Notre association aide les victimes ou leurs ayants droits des conséquences de ce que l’on nomme communément les Risques Psychosociaux au travail. Notre aide consiste à les conseiller et aider dans leurs démarches en vue de la reconnaissance des pathologies ou suicides en accident du travail ou maladie professionnelle. Ces démarches nous conduisent à rencontrer les acteurs de la prévention en entreprise afin d’établir le lien entre ces pathologies et le travail.

Au delà des processus de réparation, notre action vise à sensibiliser ces acteurs et inviter les entreprises à mettre en place des mesures de prévention afin que ces pathologies régressent.

Déjà fortement inquiète des multiples recours d’employeurs auprès du conseil de l’ordre à l’égard de médecins qui écrivent le lien entre ces pathologies et le travail – et notamment à l’égard des médecins du travail dont c’est précisément la mission régalienne – notre association ne peut que s’alarmer de certaines recommandations de ce groupe de travail et vous demande instamment de ne pas les traduire en terme législatif.

En effet, toute pratique médicale, et à fortiori celle des médecins du travail ne peut s’effectuer que dans le seul intérêt du patient, en l’occurrence celui du salarié. Or pour agir dans le cadre de cette clinique médicale du travail encore faut-il que le médecin voit régulièrement le salarié ; ainsi les recommandations N°1, 4, 5, 6, 7, 11, 12, 13 s’opposent à cette pratique et fait porter, de plus, aux infirmiers, le poids d’une responsabilité dont le statut ne protège ni les salariés ni les infirmiers.

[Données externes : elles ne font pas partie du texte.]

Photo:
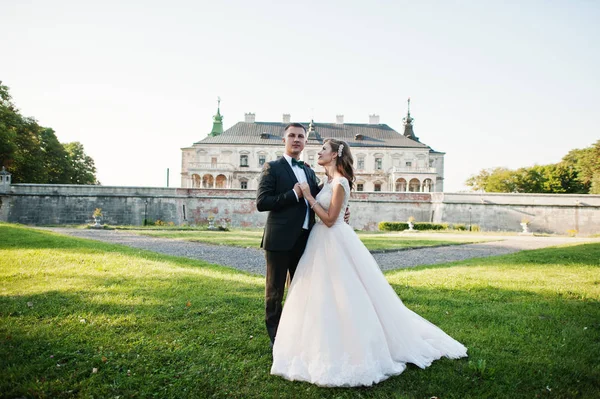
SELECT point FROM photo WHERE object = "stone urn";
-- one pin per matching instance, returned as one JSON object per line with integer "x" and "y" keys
{"x": 525, "y": 227}
{"x": 211, "y": 222}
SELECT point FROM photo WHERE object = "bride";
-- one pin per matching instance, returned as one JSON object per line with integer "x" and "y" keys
{"x": 342, "y": 323}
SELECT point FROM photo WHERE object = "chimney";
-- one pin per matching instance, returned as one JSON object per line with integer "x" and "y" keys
{"x": 250, "y": 117}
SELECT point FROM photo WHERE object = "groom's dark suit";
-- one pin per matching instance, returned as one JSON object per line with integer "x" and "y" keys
{"x": 284, "y": 238}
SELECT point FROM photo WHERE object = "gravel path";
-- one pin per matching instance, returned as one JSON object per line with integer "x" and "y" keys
{"x": 252, "y": 260}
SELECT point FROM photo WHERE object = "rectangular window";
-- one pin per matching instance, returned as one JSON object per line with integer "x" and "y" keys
{"x": 360, "y": 164}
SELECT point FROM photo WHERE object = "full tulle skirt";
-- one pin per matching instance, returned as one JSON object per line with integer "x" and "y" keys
{"x": 344, "y": 325}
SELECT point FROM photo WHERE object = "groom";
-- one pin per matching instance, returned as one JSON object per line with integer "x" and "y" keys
{"x": 290, "y": 218}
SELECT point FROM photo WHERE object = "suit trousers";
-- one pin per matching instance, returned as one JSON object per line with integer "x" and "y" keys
{"x": 279, "y": 263}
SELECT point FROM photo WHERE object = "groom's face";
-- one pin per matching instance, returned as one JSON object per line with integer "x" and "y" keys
{"x": 295, "y": 140}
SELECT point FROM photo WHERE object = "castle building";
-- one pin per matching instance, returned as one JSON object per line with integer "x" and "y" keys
{"x": 384, "y": 159}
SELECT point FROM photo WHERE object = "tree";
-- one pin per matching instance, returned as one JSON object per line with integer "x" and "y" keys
{"x": 83, "y": 168}
{"x": 496, "y": 180}
{"x": 33, "y": 154}
{"x": 577, "y": 173}
{"x": 586, "y": 162}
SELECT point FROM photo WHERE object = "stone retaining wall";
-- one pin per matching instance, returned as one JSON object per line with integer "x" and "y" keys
{"x": 40, "y": 204}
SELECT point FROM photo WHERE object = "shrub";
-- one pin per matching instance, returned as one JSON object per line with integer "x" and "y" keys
{"x": 392, "y": 226}
{"x": 428, "y": 226}
{"x": 400, "y": 226}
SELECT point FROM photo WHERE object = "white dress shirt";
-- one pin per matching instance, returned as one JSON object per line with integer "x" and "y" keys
{"x": 301, "y": 177}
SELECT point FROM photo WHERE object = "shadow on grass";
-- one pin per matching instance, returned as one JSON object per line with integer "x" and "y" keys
{"x": 521, "y": 343}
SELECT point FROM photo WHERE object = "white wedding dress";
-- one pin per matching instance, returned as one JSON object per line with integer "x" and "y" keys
{"x": 342, "y": 323}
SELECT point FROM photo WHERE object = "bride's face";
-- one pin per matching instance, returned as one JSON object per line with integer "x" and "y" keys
{"x": 326, "y": 155}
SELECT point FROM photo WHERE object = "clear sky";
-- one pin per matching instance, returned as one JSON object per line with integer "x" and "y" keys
{"x": 491, "y": 84}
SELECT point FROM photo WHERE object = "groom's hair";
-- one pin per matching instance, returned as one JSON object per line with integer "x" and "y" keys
{"x": 294, "y": 124}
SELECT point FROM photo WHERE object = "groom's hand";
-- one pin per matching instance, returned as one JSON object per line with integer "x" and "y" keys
{"x": 298, "y": 190}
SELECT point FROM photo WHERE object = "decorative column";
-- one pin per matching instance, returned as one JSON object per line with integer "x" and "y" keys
{"x": 5, "y": 179}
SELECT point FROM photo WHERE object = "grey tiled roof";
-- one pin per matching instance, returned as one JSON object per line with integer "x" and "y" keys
{"x": 380, "y": 135}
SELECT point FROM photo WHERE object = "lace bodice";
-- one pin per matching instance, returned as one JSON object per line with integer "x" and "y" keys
{"x": 324, "y": 196}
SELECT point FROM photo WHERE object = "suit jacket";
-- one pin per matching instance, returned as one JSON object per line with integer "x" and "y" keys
{"x": 286, "y": 214}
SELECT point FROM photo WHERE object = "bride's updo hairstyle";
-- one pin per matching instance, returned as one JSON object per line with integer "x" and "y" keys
{"x": 345, "y": 161}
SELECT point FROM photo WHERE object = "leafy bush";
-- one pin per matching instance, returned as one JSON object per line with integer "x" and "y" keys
{"x": 400, "y": 226}
{"x": 393, "y": 226}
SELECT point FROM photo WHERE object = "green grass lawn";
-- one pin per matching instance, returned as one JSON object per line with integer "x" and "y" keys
{"x": 80, "y": 318}
{"x": 251, "y": 238}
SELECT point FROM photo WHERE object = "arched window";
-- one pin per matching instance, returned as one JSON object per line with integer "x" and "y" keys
{"x": 414, "y": 186}
{"x": 401, "y": 184}
{"x": 208, "y": 181}
{"x": 221, "y": 181}
{"x": 427, "y": 185}
{"x": 196, "y": 182}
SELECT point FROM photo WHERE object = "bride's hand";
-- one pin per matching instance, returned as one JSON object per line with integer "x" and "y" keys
{"x": 305, "y": 190}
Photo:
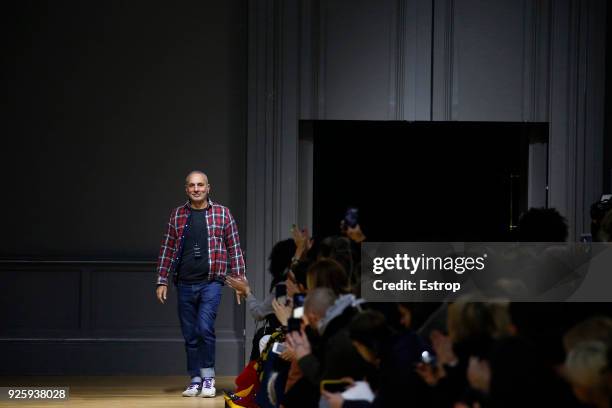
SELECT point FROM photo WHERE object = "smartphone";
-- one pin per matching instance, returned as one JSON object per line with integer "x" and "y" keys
{"x": 351, "y": 217}
{"x": 298, "y": 305}
{"x": 278, "y": 347}
{"x": 335, "y": 385}
{"x": 294, "y": 324}
{"x": 280, "y": 293}
{"x": 428, "y": 358}
{"x": 298, "y": 299}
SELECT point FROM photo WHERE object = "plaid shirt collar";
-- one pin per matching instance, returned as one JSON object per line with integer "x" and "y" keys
{"x": 187, "y": 205}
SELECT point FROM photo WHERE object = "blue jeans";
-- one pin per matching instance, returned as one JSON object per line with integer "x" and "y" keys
{"x": 197, "y": 306}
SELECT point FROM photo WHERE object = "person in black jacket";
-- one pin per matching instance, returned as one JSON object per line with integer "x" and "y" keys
{"x": 328, "y": 352}
{"x": 394, "y": 356}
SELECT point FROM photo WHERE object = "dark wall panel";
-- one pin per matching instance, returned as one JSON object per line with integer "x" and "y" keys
{"x": 109, "y": 106}
{"x": 31, "y": 300}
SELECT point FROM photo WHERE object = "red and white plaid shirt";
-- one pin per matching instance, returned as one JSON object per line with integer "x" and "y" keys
{"x": 223, "y": 243}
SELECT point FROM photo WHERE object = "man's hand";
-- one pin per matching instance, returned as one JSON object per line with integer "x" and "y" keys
{"x": 298, "y": 343}
{"x": 239, "y": 284}
{"x": 302, "y": 240}
{"x": 282, "y": 312}
{"x": 334, "y": 400}
{"x": 161, "y": 293}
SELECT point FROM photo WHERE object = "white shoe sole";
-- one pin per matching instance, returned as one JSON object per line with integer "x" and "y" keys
{"x": 209, "y": 394}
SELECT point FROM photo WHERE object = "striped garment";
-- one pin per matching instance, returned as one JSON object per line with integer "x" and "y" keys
{"x": 223, "y": 243}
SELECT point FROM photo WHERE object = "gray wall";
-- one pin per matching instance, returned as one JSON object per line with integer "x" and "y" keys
{"x": 109, "y": 106}
{"x": 465, "y": 60}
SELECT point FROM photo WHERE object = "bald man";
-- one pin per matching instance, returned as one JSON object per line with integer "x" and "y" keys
{"x": 201, "y": 237}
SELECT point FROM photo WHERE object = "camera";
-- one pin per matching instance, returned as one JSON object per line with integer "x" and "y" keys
{"x": 351, "y": 217}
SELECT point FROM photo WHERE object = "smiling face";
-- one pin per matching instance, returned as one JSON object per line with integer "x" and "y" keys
{"x": 197, "y": 188}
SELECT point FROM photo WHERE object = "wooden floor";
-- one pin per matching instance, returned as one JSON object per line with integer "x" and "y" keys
{"x": 118, "y": 391}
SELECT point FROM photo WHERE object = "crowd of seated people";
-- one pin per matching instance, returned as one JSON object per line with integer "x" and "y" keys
{"x": 336, "y": 350}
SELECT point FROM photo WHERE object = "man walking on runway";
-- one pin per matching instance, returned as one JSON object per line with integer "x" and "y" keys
{"x": 200, "y": 238}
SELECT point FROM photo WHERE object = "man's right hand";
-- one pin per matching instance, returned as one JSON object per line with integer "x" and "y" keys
{"x": 161, "y": 292}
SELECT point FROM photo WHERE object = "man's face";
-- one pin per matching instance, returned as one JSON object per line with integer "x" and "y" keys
{"x": 197, "y": 187}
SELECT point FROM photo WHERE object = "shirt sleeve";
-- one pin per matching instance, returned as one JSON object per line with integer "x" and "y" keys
{"x": 166, "y": 252}
{"x": 232, "y": 243}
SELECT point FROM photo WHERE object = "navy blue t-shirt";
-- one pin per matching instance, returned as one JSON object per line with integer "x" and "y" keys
{"x": 194, "y": 268}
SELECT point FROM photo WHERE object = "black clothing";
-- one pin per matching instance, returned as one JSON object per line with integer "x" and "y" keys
{"x": 194, "y": 259}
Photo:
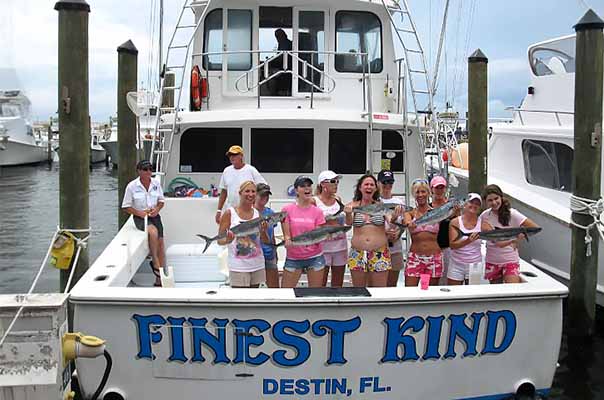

Or c’est précisément cette clinique médicale du travail qui constitue l’un des socles de la prévention des RPS.

D’autres recommandations, comme celles portant sur les postes de sécurités transforment le rôle de médecin du travail en médecin d’aptitude sécuritaire ou celle portant sur les inaptitudes en arbitres de l’employabilité, ne peuvent que nuire à l’exercice d’une médecine du travail indépendante dans le seul but de la protection des salariés.

Autant de dispositions qui, si elles se traduisaient dans la Loi ou les règlements, constitueraient une régression sans précédent de l’une des composantes essentielles de la prévention des risques professionnels.

Le risque serait alors d’assister à une recrudescence des risques psychosociaux déjà fortement présente actuellement, comme notre association peut en témoigner

Veuillez agréer Madame, Monsieur, nos cordiales salutations.